17 August 2005

Digby: Shoulda Listened To His Daddy

While we hoped that popular revolt or coup would topple Saddam, neither the U.S. nor the countries of the region wished to see the breakup of the Iraqi state. We were concerned about the long-term balance of power at the head of the Gulf. Trying to eliminate Saddam, extending the ground war into an occupation of Iraq, would have violated our guideline about not changing objectives in midstream, engaging in "mission creep," and would have incurred incalculable human and political costs. Apprehending him was probably impossible. We had been unable to find Noriega in Panama, which we knew intimately. We would have been forced to occupy Baghdad and, in effect, rule Iraq. The coalition would instantly have collapsed, the Arabs deserting it in anger and other allies pulling out as well.

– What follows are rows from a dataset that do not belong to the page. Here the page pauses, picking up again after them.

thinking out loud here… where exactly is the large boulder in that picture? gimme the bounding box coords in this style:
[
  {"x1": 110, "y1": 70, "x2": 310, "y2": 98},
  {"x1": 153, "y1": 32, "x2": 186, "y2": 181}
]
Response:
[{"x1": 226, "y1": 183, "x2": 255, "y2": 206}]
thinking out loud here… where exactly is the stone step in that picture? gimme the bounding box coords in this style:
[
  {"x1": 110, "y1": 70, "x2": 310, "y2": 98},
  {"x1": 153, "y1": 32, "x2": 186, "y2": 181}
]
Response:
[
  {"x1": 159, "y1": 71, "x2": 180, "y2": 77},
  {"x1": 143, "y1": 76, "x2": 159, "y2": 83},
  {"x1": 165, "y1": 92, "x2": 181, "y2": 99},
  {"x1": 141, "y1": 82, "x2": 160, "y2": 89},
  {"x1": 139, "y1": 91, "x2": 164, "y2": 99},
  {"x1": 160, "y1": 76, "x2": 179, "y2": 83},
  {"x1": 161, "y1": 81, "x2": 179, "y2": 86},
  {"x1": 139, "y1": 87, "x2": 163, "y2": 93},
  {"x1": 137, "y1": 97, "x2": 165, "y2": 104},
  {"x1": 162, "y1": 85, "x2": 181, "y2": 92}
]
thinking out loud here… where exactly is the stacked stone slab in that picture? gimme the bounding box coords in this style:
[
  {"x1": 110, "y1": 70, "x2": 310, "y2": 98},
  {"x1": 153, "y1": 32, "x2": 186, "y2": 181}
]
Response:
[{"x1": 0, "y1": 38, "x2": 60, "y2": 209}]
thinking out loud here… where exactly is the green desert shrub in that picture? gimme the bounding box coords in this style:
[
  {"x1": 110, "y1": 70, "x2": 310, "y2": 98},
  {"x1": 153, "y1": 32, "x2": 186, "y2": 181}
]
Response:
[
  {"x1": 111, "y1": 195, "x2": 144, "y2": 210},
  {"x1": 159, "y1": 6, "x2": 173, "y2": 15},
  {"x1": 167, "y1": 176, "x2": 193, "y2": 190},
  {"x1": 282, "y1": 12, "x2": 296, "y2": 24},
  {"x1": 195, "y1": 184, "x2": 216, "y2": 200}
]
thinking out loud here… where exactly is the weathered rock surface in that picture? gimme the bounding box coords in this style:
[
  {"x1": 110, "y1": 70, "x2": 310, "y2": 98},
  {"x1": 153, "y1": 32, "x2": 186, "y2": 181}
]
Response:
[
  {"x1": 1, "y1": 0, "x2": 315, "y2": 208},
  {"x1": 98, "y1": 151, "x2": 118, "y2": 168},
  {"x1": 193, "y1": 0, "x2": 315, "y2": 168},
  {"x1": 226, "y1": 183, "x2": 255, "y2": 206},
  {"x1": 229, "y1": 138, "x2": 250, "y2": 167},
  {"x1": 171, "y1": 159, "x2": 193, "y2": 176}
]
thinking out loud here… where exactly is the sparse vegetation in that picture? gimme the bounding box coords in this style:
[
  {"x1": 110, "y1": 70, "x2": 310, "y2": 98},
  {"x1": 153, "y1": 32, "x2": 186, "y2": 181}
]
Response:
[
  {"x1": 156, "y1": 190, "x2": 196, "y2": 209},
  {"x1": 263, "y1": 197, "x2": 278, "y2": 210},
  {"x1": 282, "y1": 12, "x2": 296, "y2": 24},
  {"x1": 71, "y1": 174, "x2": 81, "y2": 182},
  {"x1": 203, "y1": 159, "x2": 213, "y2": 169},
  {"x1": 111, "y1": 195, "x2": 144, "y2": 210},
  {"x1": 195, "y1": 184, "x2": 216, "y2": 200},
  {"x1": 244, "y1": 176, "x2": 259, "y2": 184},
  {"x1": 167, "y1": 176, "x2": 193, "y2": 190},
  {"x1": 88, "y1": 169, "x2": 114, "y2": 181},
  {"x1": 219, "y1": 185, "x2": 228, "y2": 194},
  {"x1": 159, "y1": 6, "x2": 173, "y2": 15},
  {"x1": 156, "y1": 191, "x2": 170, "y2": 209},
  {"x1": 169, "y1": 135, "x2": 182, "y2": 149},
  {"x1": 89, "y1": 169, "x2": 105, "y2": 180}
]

Under those circumstances, furthermore, we had been self-consciously trying to set a pattern for handling aggression in the post-cold war world. Going in and occupying Iraq, thus unilaterally exceeding the U.N.'s mandate, would have destroyed the precedent of international response to aggression we hoped to establish. Had we gone the invasion route, the U.S. could conceivably still be an occupying power in a bitterly hostile land. It would have been a dramatically different--and perhaps barren--outcome.
"Why We Didn't Remove Saddam"George Bush [Sr.] and Brent Scowcroft Time (2 March 1998)


That's a snarky title, but it's quite true anyway. There are going to be many different ways to evaluate this period in our history, but the prism of the father-son relationship is perhaps the most compelling --- and maybe the most important. That combination of the second rate son with the manipulating neocon advisors is the stuff of Shakespeare.